"The multiplicity of interpretations to which the Commune has been subjected, and the multiplicity of interests which construed it in their favor, show that it was a thoroughly expansive political form, while all the previous forms of government had been emphatically repressive. Its true secret was this:
[indented for emphasis] "It was essentially a working class government, the product of the struggle of the producing against the appropriating class, the political form at last discovered under which to work out the economical emancipation of labor.
"Except on this last condition, the Communal Constitution would have been an impossibility and a delusion. The political rule of the producer cannot co-exist with the perpetuation of his social slavery. The Commune was therefore to serve as a lever for uprooting the economical foundation upon which rests the existence of classes, and therefore of class rule. With labor emancipated, every man becomes a working man, and productive labor ceases to be a class attribute."
this combines the workers' state with smashing the pre-existing bourgeois state, no?
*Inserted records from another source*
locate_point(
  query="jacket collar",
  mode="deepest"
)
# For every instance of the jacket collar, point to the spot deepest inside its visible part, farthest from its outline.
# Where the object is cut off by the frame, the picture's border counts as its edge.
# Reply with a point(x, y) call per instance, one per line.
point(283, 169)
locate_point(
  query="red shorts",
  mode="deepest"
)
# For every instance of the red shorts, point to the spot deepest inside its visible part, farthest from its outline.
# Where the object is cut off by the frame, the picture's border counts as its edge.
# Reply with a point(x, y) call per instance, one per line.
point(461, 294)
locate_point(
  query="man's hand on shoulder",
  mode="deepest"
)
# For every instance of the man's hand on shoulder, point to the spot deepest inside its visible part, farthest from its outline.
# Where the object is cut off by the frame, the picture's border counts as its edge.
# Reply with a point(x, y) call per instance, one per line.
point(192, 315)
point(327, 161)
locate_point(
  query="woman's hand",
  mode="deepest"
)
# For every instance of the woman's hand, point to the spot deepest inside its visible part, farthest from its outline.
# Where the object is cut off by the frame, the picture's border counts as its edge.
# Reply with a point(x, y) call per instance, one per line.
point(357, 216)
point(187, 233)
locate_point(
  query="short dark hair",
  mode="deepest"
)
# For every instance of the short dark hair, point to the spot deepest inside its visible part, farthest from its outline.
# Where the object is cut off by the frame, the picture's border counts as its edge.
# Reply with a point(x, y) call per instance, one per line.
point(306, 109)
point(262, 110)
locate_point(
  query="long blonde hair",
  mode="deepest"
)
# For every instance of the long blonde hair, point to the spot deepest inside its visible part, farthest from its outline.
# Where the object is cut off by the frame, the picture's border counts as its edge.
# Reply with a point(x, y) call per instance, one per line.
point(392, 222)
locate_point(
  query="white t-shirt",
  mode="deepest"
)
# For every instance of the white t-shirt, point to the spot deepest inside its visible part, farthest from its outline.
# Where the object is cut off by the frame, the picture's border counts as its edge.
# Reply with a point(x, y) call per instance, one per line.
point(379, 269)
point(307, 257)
On 6/27/05, Richard Harris <rhh1 at clara.co.uk> wrote:
> "The Marxist tradition is that we must first conquer the state and use
> it to defend the revolution ..."
>
> _____________________
>
> As far as I'm aware, Marx only ever referred to smashing the state, never to
> the setting up of a 'workers' state' - see The Civil War in France and
> Critical Notes on the Article "The King of Prussia and Social Reform. By a
> Prussian"
>
> These were written years apart but offer the same account of the state.
>
...
> Am I wrong?
>
> Richard
> Canterbury, Kent.
-- Jim Devine "Segui il tuo corso, e lascia dir le genti." (Go your own way and let people talk.) -- Karl, paraphrasing Dante.